Most large companies have made official or semi-official networks and networking events a key part of their diversity and inclusion efforts. And the Networks that work report, from the Women Ahead organisation, said it could now prove that businesses with the most active and diverse networks were seeing benefits in both recruitment and retention.
“Networks aren’t just a nice thing to talk about,” said Liz Dimmock, CEO and founder of Women Ahead, at a launch event for the report. “They’re a really key business enabler that leads to bottom line performance, productivity and innovation.”
The report studied 180 networks spanning gender, race, sexual orientation, religion and more in 31 companies, as well as three cross-sector networks. The overwhelming majority, it found, were still being run on a voluntary basis, while 75 per cent had been set up on the initiative of employees and had grown organically.

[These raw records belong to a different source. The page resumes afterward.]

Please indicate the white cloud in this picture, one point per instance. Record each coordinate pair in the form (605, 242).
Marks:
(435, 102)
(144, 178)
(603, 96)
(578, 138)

There was still relatively limited organisational investment in setting up and maintaining networks, or supporting the work of network coordinators, though businesses increasingly allowed individuals paid time to dedicate to network-related activity.
Among the networks studied was Women@Google, which began life when Sheryl Sandberg noticed she was the only woman in most internal meetings, and began to explore the challenges faced by her female colleagues. It now has 25,000 members globally, with the UK the second largest chapter.
The presence of such a vocal network helps Google’s recruitment efforts, a point reinforced by Sarah Churchman, human capital director and head of talent, inclusion and wellbeing at PwC, who said: “The most active members of our firm on social media are the members of our networks, and we know people are attracted to join PwC because of that social media activity.”
Personal development was cited by 90 per cent of the organisations studied as a key reason for having a network. But there was little evidence that membership of a network was directly useful for individual career advancement. The report did reject the suggestion, however, that membership of a women’s network in particular could be directly detrimental to your career, finding: “Participation of a network – as a member, leader or coordinator – is positive on a personal and professional basis.”
But regardless of the size or nature of your networks, the panel at the report’s launch event agreed it was essential that they helped diversity issues become mainstream. Gender parity, for example, should not be seen as simply a women’s issue, which is why the PwC Women’s group had been renamed PwC Gender Balance and the firm runs a GLEE (gays, lesbians and everyone else) club. “Our events are on interesting topics, and when we promote them it’s not necessarily obvious it’s an LGBT event, for example,” said Churchman, who added that this increased participation in networks.
Nishma Robb, head of ads marketing at Google and chair of Women@Google, said the group had “become very central to the business agenda… to demonstrate our ambition to create an inclusive culture at Google”. It helped push gender issues up the organisational agenda, including the fact that women weren’t ‘raising their hands’ for promotion because of the prevailing performance management culture, and the realisation that products built with men-only teams of engineers “just weren’t that great. We need diverse teams to do better as a business.”
Churchman added: “We went through a period of feeling like our networks were working against us – like they were a mini trade union – but we have moved beyond that. And where people might once have thought the women’s network was some sort of knitting circle, they can now see that it’s done some really powerful work.”